As far as feeding value, the digestibility of ensiled high-moisture corn is virtually equal to steam-flaked corn, which makes it of higher value than dry-rolled corn. Similar to corn silage, high-moisture corn has an ideal harvest moisture content. It is best fermented and best digested if it is harvested in the range of 26 to 32 percent moisture. The problem with higher-moisture material is that it is harvested before the grain has fully developed, so one is sacrificing yield. If one gets drier than 26 percent, typically the starch is less digested, so that there’s an ideal window for harvesting high-moisture corn.

Like corn silage, one has to exclude air during storage to let the material ferment. One wants to keep air from penetrating into the mass, because any time the material is exposed to oxygen it permits spoilage to begin. One other advantage of high-moisture corn is that it is typically processed at harvest time. With dry corn, one has to roll or grind the material prior to feeding, whereas with high-moisture corn, typically it is all prepared so it can be simply scooped out of the pit or trench and mixed right into the ration. One has a simpler material to feed at feeding time.

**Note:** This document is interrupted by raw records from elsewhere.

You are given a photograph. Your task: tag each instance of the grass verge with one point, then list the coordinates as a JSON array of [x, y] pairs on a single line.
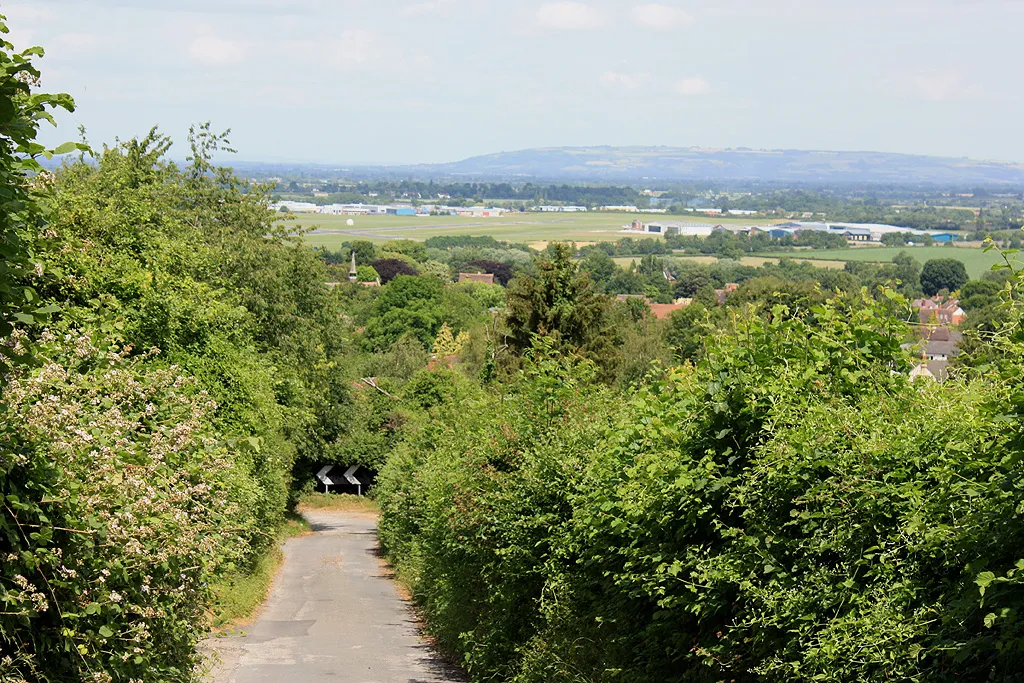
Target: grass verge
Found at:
[[239, 595]]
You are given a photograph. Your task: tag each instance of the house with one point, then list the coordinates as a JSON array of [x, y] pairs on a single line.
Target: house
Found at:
[[676, 227], [658, 310], [664, 310], [938, 348], [856, 233], [939, 310], [722, 295], [921, 372], [486, 279]]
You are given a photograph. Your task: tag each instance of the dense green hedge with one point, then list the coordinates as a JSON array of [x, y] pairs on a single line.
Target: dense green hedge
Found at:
[[791, 508]]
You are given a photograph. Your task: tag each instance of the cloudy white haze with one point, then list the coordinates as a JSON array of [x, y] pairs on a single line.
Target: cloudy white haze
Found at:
[[393, 81]]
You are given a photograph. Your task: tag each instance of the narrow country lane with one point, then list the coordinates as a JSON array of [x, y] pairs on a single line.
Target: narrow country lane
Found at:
[[333, 615]]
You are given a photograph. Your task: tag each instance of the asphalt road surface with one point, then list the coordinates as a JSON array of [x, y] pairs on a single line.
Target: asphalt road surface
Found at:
[[334, 614]]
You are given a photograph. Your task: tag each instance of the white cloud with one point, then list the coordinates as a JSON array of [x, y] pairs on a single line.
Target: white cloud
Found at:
[[76, 41], [356, 48], [429, 7], [662, 17], [17, 13], [935, 85], [692, 86], [570, 15], [628, 81], [213, 51]]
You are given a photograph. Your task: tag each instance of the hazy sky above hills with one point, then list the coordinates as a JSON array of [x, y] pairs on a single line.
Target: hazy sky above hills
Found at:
[[404, 81]]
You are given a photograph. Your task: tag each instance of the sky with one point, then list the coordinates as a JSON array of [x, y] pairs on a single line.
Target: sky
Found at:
[[425, 81]]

Typically, the energy value for high-moisture corn is at least 10 percent greater than for dry-rolled corn. So, from an energy standpoint, it is a more valuable feed to feed.

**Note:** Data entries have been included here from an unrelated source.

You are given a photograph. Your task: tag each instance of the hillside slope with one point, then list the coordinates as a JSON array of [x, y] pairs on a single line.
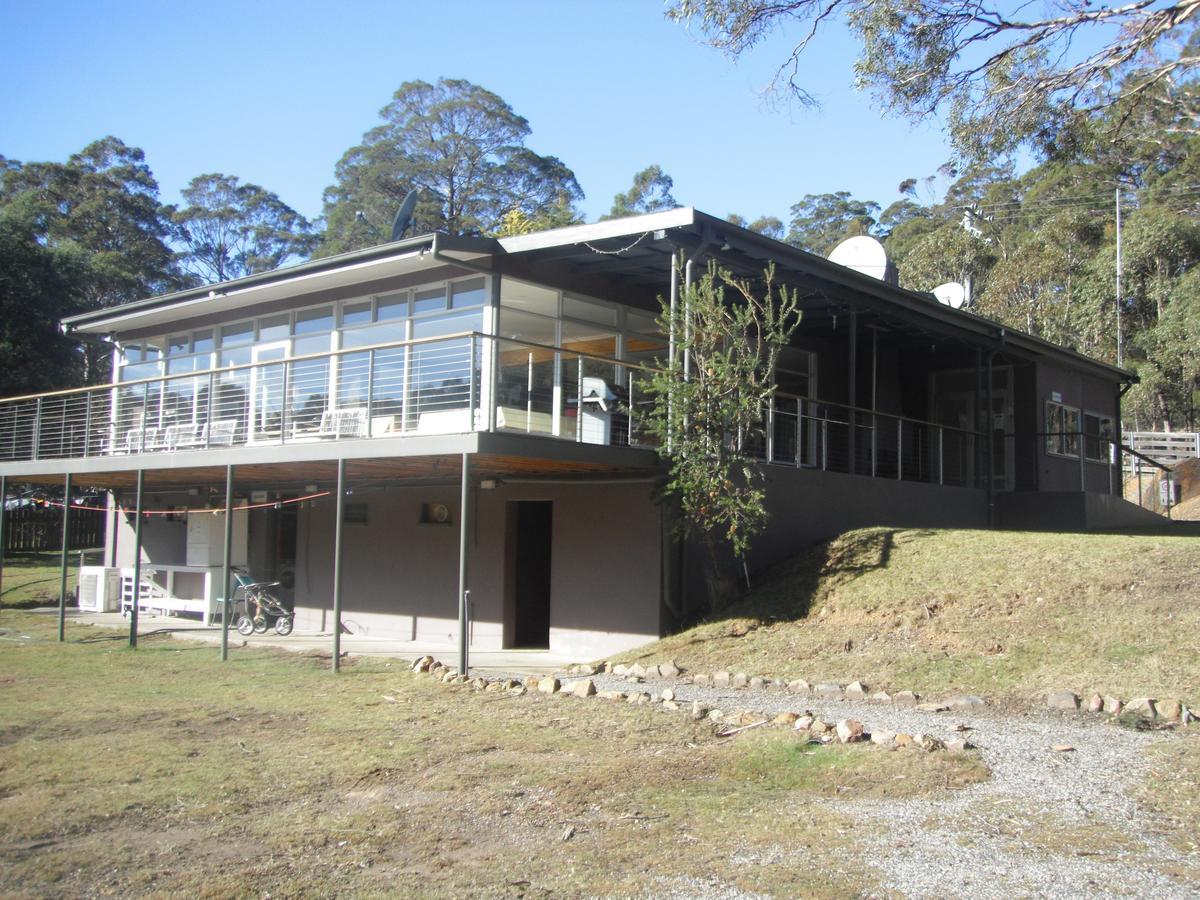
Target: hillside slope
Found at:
[[1009, 615]]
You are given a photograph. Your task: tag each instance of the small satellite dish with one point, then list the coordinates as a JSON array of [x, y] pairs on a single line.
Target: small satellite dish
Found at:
[[952, 294], [865, 255], [405, 215]]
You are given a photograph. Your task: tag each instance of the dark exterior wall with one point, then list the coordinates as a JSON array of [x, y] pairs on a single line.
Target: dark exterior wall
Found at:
[[1085, 393], [401, 577]]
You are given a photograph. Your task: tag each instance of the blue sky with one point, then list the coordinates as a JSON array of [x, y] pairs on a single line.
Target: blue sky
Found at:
[[274, 93]]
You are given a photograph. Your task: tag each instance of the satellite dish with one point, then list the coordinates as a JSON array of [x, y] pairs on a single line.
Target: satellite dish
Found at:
[[867, 256], [952, 294], [405, 215]]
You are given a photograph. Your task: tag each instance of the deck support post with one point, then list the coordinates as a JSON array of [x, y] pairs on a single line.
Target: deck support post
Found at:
[[4, 515], [340, 511], [463, 549], [64, 562], [137, 559], [852, 430], [227, 568]]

What are some of the limitations of feeding high-moisture corn?

Like steam-flaked corn, it is a rapidly fermented feed, so one has to watch out for problems with acidosis due to rapid fermentation in the rumen. One is also dealing with a wet feed, so there is slightly more weight to handle. Those are the major limitations. And then, of course, from a standpoint of marketing, one has to feed the material because it is not dry so it can’t be transported and handled like dry corn.